What on earth is this?  A spin-off show from Friends?  No, it just has the name of that programme in its title.  This isn’t about six young people making their way through adult life in 90s New York City.  This is about six older people making their way through adult life in today’s New York City.

I didn’t even plan to watch it.  It all came about during that classic moment when you’re travelling through Japan with a friend (we’ve all done it, right?) and you’ve booked into a traditional hotel where you have to take your shoes off and they roll a futon out for you on the floor.  You’re in a tiny mountain town where the only thing to do is visit the thermal baths for awkward communal nudity (once you’ve hobbled between each one in wooden flip flops).  After you’ve dined exquisitely and drunk all the sake, how on earth do you entertain yourself for the evening when everything has closed down?  With Netflix of course.  Friends From College got watched as it was the only show one of us was prepared to watch again.

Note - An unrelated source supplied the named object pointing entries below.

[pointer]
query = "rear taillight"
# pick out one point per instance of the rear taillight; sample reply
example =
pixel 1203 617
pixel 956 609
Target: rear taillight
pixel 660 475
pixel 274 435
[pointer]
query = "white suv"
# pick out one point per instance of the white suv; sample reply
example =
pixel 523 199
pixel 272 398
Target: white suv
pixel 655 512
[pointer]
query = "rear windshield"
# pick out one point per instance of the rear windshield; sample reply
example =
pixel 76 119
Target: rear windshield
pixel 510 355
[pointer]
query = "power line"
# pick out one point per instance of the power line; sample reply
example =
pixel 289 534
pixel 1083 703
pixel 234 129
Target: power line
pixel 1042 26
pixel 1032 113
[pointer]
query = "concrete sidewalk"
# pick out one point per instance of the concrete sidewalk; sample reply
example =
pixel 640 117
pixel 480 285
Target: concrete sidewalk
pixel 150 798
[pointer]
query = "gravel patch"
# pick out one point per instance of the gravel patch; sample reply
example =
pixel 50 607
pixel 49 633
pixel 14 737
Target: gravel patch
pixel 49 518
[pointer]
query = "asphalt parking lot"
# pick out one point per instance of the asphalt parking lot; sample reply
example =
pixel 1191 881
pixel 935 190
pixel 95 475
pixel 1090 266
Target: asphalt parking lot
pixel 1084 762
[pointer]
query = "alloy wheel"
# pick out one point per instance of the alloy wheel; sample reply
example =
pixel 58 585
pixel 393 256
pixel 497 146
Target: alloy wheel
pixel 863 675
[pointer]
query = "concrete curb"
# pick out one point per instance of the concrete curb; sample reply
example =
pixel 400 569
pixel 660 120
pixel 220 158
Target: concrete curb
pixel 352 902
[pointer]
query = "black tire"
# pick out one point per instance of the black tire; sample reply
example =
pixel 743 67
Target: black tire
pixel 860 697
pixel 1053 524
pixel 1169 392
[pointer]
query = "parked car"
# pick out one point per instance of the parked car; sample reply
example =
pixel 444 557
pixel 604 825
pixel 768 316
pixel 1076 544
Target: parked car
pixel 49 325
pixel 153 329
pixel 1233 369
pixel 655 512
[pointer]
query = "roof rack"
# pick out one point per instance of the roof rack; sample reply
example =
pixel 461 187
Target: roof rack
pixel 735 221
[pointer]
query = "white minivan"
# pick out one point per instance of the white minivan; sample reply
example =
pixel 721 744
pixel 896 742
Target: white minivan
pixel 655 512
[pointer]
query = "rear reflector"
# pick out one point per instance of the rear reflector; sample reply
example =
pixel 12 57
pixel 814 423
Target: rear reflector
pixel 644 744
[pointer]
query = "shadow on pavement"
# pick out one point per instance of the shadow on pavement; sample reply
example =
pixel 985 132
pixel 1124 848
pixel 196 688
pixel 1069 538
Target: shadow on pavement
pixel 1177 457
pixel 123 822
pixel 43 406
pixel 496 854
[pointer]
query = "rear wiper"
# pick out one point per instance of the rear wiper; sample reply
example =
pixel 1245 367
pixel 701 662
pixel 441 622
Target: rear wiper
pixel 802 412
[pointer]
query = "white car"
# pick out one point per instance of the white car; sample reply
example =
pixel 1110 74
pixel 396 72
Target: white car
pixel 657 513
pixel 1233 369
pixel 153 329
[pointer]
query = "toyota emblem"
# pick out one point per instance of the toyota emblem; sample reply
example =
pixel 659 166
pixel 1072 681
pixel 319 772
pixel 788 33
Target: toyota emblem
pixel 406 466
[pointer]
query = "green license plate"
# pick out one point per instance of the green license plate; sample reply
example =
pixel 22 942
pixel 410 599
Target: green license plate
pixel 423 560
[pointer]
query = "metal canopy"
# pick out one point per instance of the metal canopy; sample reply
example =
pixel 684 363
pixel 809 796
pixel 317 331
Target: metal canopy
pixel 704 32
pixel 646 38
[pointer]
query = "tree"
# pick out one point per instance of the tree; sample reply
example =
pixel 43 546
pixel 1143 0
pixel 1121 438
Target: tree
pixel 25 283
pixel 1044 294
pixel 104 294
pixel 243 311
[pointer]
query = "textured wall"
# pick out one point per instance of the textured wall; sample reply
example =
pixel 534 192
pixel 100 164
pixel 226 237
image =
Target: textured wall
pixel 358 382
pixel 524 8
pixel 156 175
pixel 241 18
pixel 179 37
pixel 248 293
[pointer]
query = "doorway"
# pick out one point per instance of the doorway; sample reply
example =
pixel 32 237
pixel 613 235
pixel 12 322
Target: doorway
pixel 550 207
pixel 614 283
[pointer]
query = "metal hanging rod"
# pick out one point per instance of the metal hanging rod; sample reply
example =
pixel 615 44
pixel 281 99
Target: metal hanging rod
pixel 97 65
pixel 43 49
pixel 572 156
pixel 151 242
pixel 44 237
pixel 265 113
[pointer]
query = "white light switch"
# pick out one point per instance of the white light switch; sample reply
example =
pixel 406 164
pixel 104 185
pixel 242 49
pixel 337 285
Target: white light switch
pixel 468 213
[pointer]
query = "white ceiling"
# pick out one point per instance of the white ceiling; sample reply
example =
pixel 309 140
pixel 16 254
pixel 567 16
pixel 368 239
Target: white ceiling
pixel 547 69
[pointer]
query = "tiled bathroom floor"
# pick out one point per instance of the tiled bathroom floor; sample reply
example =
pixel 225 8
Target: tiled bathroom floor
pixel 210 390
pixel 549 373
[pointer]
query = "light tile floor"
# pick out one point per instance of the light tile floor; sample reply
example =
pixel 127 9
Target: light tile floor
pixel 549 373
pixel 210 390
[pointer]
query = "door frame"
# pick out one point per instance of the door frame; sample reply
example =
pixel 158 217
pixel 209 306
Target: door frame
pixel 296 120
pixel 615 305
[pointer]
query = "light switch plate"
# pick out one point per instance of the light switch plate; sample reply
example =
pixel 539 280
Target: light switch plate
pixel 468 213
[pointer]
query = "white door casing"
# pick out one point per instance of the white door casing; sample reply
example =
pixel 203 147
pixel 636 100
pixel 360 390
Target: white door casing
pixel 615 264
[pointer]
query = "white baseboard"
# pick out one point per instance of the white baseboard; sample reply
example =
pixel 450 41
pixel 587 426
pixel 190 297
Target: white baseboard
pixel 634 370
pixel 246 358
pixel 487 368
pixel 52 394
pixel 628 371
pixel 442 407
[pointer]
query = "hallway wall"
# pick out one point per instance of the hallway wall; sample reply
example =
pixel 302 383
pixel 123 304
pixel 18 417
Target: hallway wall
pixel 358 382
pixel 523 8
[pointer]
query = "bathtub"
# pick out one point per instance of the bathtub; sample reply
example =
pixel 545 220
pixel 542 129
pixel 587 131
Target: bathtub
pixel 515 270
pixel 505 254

This is important for two reasons.  The first is that it came to me highly recommended, and here I am passing on that recommendation.  The second is that this show is best watched when you find yourself in front of the Netflix menu with a friend and you can’t agree what to select.  Maybe it’s a netflixandchill evening and you won’t be getting very far with it anyway, or maybe you’re just hanging out, but you can’t bear the thought of explaining what’s going on in series three of Bojack Horseman or you don’t want to sit through a second viewing of Stranger Things.  This show will fill that gap.  And then you can finish it off on your own in no time at all.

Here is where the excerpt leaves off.